Outre la possibilité pour un lanceur d’alerte de signaler une violation de la loi en interne, il pourra également procéder à :

un signalement externe auprès d’une des 22 autorités compétentes en la matière (par exemple, l’Inspection du Travail et des Mines, la Commission de Surveillance du Secteur Financier ou l’Administration des Contributions Directes); ou

une divulgation publique.La Loi précise que le signalement interne est la procédure à privilégier en premier lieu mais il s’agit d’une recommandation et non d’une obligation.

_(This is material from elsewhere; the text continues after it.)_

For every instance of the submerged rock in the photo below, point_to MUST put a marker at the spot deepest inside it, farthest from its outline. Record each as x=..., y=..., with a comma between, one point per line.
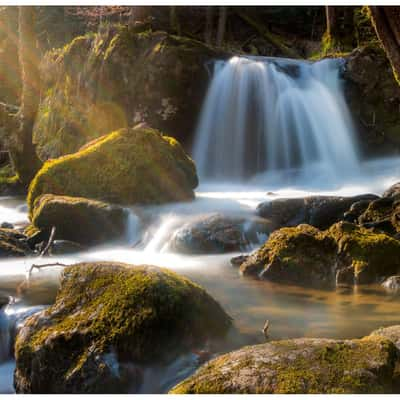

6. Protection du lanceur d’alerte

La protection des lanceurs d’alerte est d’ordre public et elle s’applique à condition que le lanceur d’alerte ait fait un signalement au sens de la Loi, qu’il soit de bonne foi et ait eu des motifs raisonnables de croire que les informations signalées étaient véridiques et que leur révélation était nécessaire. Son identité doit rester confidentielle. Il est en outre protégé contre toutes menaces, tentatives ou formes de représailles (modification défavorable du contrat de travail, refus de promotion, licenciement, etc.) qui seront nulles de plein droit. La Loi met en place différents procédés afin de garantir une protection efficace du lanceur d’alerte, notamment un renversement de la charge de la preuve à son profit, une procédure accélérée devant les juridictions compétentes, différents types de recours avec des finalités différentes et une déresponsabilisation partielle du lanceur d’alerte.

7. Sanctions

De multiples sanctions peuvent être encourues en cas de non-respect de la Loi :

une amende de EUR 1.250 à 25.000 à l’encontre des personnes exerçant des mesures de représailles ou qui intentent des procédures abusives contre les lanceurs d’alerte ;

une amende de EUR 1.500 à 250.000 (qui peut être doublée en cas de récidive) à l’encontre des employeurs qui ne respectent pas, entre autres, leur obligation de mettre en place un canal de signalement interne, entravent un signalement, refusent de remédier à la violation constatée ; et

une peine d’emprisonnement de huit jours à trois mois de prison et une amende de EUR 1.500 à EUR 50.000 à l’encontre de l’auteur d’un faux signalement qui pourra voir sa responsabilité civile engagée.Enfin, il est intéressant de noter que la Chambre des députés a invité le Gouvernement luxembourgeois à réaliser, deux ans après l’entrée en vigueur de la Loi, une évaluation qualitative de sa mise en application.

[1] Personnes physiques qui aident un auteur de signalement au cours du processus de signalement dans un contexte professionnel et dont l’aide devrait être confidentielle.